I know the Secret Annex was the root of my mother’s pain, but I think her problems with my father, Cor van Wijk, only made things worse. Their marriage had started out strong, but cracks had emerged in the late 1940s, and as the relationship deteriorated, my mother retreated deeper into herself. At some point in the 1950s, she began to investigate her trauma, writing long letters to Otto and Miep, trying to make sense of what had happened so that she could move on. But it never worked.
“I’m stuck again,” she’d sometimes say to me.
I think what she meant was that she was back in the Annex. I couldn’t understand then what tortured her so. Of course, it was tragic, what happened to Anne and the others, yet what more could she have done? Couldn’t she give herself a break? Couldn’t she be proud that she had managed to hold on to some of her humanity, that she had been brave in the face of such barbarism?
Although she sometimes let slip that she and the other helpers had “failed” in their efforts to keep the Annex a secret, no one faulted her for what had happened, for how it had ended. To the contrary, the world seemed poised to celebrate her, if only she’d allow it.
“Why are you always so sad when you go back in your mind to that time?” I asked her when I was only 10 years old. “It’s just beautiful what you’ve done.”
My mother started sobbing. “My dear boy…that grief will never leave my heart.”

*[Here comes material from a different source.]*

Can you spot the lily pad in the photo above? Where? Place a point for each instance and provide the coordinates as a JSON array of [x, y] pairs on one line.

Around this time, I noticed that my mother would often sob quietly in the mornings while sitting at her writing desk in the living room. As the weeks passed and she grew more hopeless and forlorn, I began to watch over her, to worry about what she might do. One Friday morning in the winter of 1959, we were home alone together. My father had gone to work early, and my brothers had already left for school. I thought I heard the same soft sobs coming from my mother’s bedroom. I tried to ignore them—I’m sad to say that they were becoming rather routine at that point—but soon the sobs were replaced by a plaintive moaning that sounded almost as though she was in physical pain. I ran toward her bedroom, but she was not there. Next, I checked our small bathroom.
She was sitting on the edge of the bath, in front of the sink, and weeping. Her mouth was filled with small white sleeping pills. I lifted her up without thinking. All I knew was that I had to get those pills out. I slapped them out of her mouth. Many of them ended up in the sink, but I couldn’t get them all out of her mouth, so I stuck my finger down her throat, making her retch. Afterward, I helped her back to the side of the bath, where we cried together for a long time. Then she stumbled to her bed. All she said to me was, “Don’t tell your father or your brothers.”
I must not have gotten all the pills out of her mouth, because she quickly slipped into a sleep so deep that I could hardly see her breathing. I skipped school and stayed by her side all day. She was still sleeping when my father arrived in the evening, expecting dinner. I told him that she had had another migraine and had gone to bed early. I tried to put on a brave face, to act as though everything was normal, but inwardly, I was still crying, terrified that she would never wake up.